Das Schwurgericht am Landgericht München II will notfalls ohne den mutmaßlichen Dachauer Todesschützen den Mordprozeß zu Ende führen
Am vergangenen Montag war es zu einem recht seltenen Beschluß eines Gerichts gekommen: Das Schwurgericht am Landgericht München II (das für den Raum Dachau zuständig ist) hatte den Beschluß verkündet, notfalls auch ohne den Angeklagten weiter verhandeln zu wollen. Das Landgericht hat seit Montag die Anklage der Staatsanwaltschaft München II gegen einen Dachauer Spediteur wegen der Todesschüsse auf einen jungen Staatsanwalt Anfang des Jahres im Dachauer Amtsgericht zu verhandeln.
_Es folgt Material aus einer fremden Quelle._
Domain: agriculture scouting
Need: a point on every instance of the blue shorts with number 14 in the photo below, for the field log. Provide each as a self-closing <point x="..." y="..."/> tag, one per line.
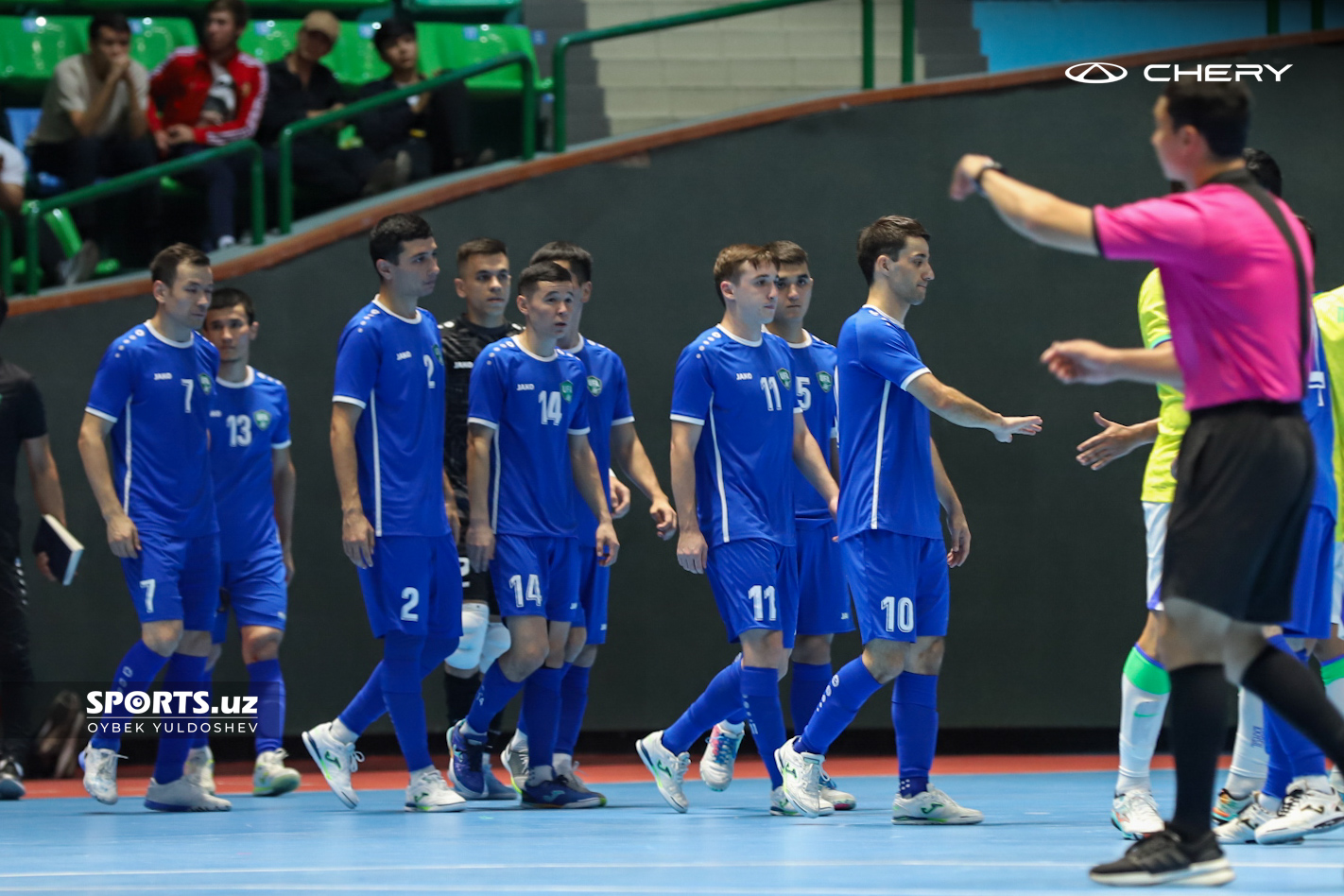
<point x="900" y="584"/>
Wie in den Medien mehrfach berichtet soll der vorbestrafte Mann anläßlich eines weiteren Strafverfahrens gegen ihn vor dem Dachauer Amtsgericht kurz vor Ende des Prozesses eine Schußwaffe gezogen und damit auf den ichter, den Staatsanwalt und seine Verteidigerin geschossen haben. Während es der Richter und die Anwältin gerade noch geschafft haben sollen, sich unter dem Tisch zu verstecken, soll der Angeklagte den jungen Staatsanwalt Turck voll erwischt und getötet haben.
Wegen dieser Geschichte hatte die Staatsanwaltschaft Anklage wegen des Vorwurfes des vollendeten sowie des dreifach versuchten Mordes gegen den Spediteur erhoben. Der Mittfünfziger war seit der Tat in der JVA München-Stadelheim in Untersuchungshaft. Aufgrund seiner schweren Diabetes-Erkrankung mußten ihm hier beide Beine abgenommen werden. Da er seine Lebensperspektiven angesichts des bevorstehenden Mordprozesses und seiner schweren Krankheit als äußerst ungünstig eingeschätzt haben soll soll er mehrfach geäußert haben, sterben und keinerlei ärztliche Hilfe mehr annehmen zu wollen, was er auch dadurch zum Ausdruck gebracht haben soll, dass er sich an keinerlei ärztliche Vorgaben für seine Ernährung als Diabetiker mehr hielt, sondern gezielt viel Zucker und Fett zu sich nahm.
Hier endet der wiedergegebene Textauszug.